珍しく好奇心をくすぐられた。
でも僕はその場から動けなかった。
赤い傘を置いていかなければ、この世界見て回ることはできない。
「その傘、使わないけど気に入ってるから。大事に扱ってね?」
今朝の姉の言葉を思い出す。
使わないなら意味がないじゃないか。
それでも僕は姉に逆らえない。
ついでに言うと母にも逆らえない。
僕の世界はその二人に支配されている。
僕は自分の傘を犠牲にすることにした。
赤い傘を拾って、雨の世界にもどる。そして自分の黒い傘を彼にかざす。
「あれ…?」
晴れの世界にならない。
彼の上で黒い傘を左右に振る。変わらない。
もう入り口は閉ざされたのか。
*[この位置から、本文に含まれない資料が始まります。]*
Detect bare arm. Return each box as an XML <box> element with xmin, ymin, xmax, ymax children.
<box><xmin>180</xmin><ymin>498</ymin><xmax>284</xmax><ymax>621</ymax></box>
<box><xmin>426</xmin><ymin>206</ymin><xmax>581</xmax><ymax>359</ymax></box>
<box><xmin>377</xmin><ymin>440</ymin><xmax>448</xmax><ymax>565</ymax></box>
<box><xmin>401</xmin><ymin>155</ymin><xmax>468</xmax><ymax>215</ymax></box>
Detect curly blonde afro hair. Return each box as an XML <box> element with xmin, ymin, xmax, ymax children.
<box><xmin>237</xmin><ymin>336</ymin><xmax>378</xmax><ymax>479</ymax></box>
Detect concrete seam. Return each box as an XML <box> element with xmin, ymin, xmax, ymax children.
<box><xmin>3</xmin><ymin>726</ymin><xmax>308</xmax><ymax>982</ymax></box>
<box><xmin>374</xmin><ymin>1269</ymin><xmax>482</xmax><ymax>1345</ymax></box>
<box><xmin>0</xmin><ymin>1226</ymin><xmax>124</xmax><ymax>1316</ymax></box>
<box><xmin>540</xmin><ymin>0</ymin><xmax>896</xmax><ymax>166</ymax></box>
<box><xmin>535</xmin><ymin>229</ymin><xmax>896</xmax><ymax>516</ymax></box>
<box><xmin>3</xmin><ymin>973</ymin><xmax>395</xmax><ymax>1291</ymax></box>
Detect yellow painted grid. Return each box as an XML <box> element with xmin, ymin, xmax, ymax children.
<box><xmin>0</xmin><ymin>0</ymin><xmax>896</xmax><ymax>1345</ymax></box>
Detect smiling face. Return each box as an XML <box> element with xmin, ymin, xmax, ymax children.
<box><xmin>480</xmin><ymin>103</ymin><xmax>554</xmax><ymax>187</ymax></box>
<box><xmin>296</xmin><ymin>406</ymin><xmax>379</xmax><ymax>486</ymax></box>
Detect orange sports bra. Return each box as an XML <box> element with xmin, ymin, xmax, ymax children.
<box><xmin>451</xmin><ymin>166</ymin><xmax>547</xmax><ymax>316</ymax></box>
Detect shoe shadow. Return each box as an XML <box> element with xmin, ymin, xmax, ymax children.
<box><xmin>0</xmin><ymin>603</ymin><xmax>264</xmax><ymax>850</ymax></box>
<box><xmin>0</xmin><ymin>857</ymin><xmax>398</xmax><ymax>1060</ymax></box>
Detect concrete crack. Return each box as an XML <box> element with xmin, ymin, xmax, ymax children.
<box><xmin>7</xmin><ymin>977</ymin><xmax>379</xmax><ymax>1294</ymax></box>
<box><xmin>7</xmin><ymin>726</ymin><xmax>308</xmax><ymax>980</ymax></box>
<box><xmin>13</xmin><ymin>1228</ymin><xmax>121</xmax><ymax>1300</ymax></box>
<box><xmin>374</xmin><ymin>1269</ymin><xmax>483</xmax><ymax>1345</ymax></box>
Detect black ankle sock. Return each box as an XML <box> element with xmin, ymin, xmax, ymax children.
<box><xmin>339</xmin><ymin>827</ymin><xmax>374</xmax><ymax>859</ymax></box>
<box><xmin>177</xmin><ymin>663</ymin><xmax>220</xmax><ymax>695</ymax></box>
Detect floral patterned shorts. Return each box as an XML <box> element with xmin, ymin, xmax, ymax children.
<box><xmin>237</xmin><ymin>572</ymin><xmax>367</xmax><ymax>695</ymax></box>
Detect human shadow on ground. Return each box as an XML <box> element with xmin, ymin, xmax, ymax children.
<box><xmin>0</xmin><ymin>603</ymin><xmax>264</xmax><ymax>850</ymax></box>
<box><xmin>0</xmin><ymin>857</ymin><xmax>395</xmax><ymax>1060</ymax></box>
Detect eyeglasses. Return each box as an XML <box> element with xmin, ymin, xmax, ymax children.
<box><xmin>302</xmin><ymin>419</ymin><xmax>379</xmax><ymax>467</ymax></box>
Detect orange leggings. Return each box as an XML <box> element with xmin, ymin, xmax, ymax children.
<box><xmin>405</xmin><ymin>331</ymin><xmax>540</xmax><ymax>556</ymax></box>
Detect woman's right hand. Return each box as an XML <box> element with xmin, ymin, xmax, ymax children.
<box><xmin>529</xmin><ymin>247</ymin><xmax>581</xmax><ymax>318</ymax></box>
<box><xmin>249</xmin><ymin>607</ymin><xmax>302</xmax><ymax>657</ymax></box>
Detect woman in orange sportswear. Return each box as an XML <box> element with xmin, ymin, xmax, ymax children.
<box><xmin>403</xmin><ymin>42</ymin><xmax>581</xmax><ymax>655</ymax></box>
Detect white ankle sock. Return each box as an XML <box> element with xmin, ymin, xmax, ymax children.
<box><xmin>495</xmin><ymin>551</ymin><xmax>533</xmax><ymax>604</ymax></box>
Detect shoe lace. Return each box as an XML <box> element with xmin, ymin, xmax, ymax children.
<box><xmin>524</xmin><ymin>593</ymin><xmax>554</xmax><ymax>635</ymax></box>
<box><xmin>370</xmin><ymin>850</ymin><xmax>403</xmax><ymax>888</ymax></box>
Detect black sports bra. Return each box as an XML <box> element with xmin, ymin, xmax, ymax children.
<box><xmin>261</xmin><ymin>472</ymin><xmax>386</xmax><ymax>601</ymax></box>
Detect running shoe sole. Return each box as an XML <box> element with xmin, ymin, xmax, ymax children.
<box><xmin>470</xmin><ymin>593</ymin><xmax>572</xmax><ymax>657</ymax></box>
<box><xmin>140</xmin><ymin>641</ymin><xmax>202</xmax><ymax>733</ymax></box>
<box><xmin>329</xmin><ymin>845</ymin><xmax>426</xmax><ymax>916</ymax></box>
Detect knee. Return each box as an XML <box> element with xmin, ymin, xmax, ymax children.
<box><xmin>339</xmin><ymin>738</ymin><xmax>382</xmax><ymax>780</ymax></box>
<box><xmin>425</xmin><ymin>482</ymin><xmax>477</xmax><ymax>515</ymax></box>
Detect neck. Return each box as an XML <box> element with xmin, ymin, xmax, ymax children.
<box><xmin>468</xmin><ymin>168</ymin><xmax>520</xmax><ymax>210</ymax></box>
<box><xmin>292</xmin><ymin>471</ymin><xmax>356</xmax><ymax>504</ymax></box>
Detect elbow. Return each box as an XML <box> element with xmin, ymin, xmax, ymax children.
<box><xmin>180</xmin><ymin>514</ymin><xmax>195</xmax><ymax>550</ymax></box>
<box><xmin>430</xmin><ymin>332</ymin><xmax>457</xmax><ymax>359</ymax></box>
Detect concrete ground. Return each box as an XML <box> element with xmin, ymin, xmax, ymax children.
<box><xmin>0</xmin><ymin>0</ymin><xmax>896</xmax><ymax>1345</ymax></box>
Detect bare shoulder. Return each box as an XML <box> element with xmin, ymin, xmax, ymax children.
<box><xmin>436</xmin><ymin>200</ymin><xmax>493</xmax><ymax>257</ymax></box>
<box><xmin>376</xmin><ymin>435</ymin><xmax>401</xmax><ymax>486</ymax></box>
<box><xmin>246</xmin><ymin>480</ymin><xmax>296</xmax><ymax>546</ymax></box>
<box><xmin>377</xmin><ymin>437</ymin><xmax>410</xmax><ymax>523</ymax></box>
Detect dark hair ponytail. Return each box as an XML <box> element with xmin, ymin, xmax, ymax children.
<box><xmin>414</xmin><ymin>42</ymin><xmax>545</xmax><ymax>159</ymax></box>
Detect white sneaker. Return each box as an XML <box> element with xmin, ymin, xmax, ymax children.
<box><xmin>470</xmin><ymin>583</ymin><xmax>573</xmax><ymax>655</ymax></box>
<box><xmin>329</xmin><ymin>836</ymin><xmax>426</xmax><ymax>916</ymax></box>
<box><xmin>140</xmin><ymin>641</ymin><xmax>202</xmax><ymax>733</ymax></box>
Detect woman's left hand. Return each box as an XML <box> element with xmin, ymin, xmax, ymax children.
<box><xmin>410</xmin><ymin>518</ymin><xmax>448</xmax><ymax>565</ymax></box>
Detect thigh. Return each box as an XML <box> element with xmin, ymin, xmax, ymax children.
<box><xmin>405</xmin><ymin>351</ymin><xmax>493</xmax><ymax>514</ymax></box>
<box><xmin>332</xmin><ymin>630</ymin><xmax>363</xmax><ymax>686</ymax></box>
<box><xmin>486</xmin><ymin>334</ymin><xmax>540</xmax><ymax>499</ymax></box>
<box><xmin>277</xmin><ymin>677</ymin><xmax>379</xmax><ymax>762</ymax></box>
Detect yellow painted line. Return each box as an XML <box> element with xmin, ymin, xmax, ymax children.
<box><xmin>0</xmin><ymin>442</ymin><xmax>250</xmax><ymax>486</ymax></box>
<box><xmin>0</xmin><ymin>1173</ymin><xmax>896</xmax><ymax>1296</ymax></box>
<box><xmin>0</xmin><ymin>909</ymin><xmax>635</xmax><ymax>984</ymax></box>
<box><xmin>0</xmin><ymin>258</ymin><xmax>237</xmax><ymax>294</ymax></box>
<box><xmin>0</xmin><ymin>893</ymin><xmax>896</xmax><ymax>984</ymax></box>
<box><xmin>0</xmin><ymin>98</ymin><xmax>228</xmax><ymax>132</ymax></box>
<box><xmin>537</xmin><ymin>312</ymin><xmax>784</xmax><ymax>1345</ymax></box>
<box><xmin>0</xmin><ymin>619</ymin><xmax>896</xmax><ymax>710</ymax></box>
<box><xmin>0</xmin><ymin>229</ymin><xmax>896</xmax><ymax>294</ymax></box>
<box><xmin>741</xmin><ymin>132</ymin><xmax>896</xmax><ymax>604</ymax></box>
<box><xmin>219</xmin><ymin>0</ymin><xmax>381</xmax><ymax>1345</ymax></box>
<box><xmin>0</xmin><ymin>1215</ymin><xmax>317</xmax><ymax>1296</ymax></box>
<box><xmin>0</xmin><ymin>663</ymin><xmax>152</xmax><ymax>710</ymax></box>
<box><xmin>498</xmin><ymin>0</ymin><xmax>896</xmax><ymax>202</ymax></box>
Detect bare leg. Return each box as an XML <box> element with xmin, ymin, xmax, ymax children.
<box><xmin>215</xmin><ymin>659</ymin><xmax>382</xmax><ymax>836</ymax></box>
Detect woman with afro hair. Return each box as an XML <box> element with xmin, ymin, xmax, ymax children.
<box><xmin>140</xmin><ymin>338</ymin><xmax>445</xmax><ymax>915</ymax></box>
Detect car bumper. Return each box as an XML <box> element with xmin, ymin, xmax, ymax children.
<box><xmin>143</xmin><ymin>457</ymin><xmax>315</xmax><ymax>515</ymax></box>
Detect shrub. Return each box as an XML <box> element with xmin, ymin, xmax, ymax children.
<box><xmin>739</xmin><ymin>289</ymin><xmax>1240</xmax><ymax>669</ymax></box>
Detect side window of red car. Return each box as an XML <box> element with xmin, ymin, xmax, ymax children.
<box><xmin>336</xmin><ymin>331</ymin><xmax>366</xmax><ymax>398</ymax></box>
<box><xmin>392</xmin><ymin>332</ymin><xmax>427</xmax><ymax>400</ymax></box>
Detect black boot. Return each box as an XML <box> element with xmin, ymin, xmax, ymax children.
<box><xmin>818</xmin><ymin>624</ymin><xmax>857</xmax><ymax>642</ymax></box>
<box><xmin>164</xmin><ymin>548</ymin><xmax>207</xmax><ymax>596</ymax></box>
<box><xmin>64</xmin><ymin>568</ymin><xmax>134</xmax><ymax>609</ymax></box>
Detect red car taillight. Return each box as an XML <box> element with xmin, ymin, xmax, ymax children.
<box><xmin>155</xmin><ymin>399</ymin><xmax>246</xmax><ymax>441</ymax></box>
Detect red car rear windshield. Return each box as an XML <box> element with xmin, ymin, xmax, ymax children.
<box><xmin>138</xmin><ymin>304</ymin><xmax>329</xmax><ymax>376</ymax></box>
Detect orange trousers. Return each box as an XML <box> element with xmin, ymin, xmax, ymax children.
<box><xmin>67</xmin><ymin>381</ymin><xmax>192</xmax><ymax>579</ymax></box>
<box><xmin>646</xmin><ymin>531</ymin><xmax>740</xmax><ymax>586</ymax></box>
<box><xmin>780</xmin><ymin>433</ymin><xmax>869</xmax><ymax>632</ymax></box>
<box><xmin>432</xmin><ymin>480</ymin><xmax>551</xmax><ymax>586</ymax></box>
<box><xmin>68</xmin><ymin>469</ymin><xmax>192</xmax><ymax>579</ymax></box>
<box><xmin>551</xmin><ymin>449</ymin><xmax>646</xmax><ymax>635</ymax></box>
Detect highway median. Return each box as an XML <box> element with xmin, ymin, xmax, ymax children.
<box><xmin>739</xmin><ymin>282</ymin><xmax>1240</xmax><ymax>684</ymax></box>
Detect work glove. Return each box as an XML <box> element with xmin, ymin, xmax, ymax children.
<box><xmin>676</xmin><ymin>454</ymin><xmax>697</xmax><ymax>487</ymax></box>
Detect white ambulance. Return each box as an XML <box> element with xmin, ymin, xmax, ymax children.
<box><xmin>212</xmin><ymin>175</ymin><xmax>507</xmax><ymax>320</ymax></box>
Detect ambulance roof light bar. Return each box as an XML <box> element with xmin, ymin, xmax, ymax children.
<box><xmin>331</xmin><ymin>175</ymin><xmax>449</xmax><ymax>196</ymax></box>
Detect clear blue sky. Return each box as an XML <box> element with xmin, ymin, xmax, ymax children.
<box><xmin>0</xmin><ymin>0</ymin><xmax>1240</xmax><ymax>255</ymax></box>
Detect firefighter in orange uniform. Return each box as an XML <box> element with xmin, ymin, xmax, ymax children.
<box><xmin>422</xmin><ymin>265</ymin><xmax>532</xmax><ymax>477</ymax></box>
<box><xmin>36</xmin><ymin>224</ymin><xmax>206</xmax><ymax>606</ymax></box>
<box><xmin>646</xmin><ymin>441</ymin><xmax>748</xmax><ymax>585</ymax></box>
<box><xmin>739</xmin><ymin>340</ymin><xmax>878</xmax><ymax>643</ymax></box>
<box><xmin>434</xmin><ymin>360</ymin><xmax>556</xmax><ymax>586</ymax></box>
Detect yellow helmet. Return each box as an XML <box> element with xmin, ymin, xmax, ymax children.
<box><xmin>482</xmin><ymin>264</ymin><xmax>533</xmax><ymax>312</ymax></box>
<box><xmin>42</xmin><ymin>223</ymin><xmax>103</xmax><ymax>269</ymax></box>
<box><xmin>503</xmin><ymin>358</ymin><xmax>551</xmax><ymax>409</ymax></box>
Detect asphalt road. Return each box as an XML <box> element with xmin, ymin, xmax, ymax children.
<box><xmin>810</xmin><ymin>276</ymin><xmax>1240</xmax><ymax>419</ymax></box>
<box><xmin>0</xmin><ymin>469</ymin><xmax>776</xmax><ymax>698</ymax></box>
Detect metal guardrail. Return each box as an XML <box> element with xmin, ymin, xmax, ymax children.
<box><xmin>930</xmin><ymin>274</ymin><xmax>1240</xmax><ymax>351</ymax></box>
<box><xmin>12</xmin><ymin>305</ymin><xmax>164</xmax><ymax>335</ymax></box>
一回しか行けないのか。
僕は世界から抜け出すチャンスを無駄にしてしまったのか。
もしかして赤い傘じゃないとだめなのか?
彼の上に赤い傘をかざしてみる。
晴れの世界になった。
…赤い傘じゃないとダメなんだ。
僕は赤い傘を彼が濡れないように置いた。
「おい」
心臓が止まったかと思った。
首を動かすと、久々に動かした古い機械の音がした。
「お前、どこから入ってきた」
少年だった。僕と同じ年くらいの。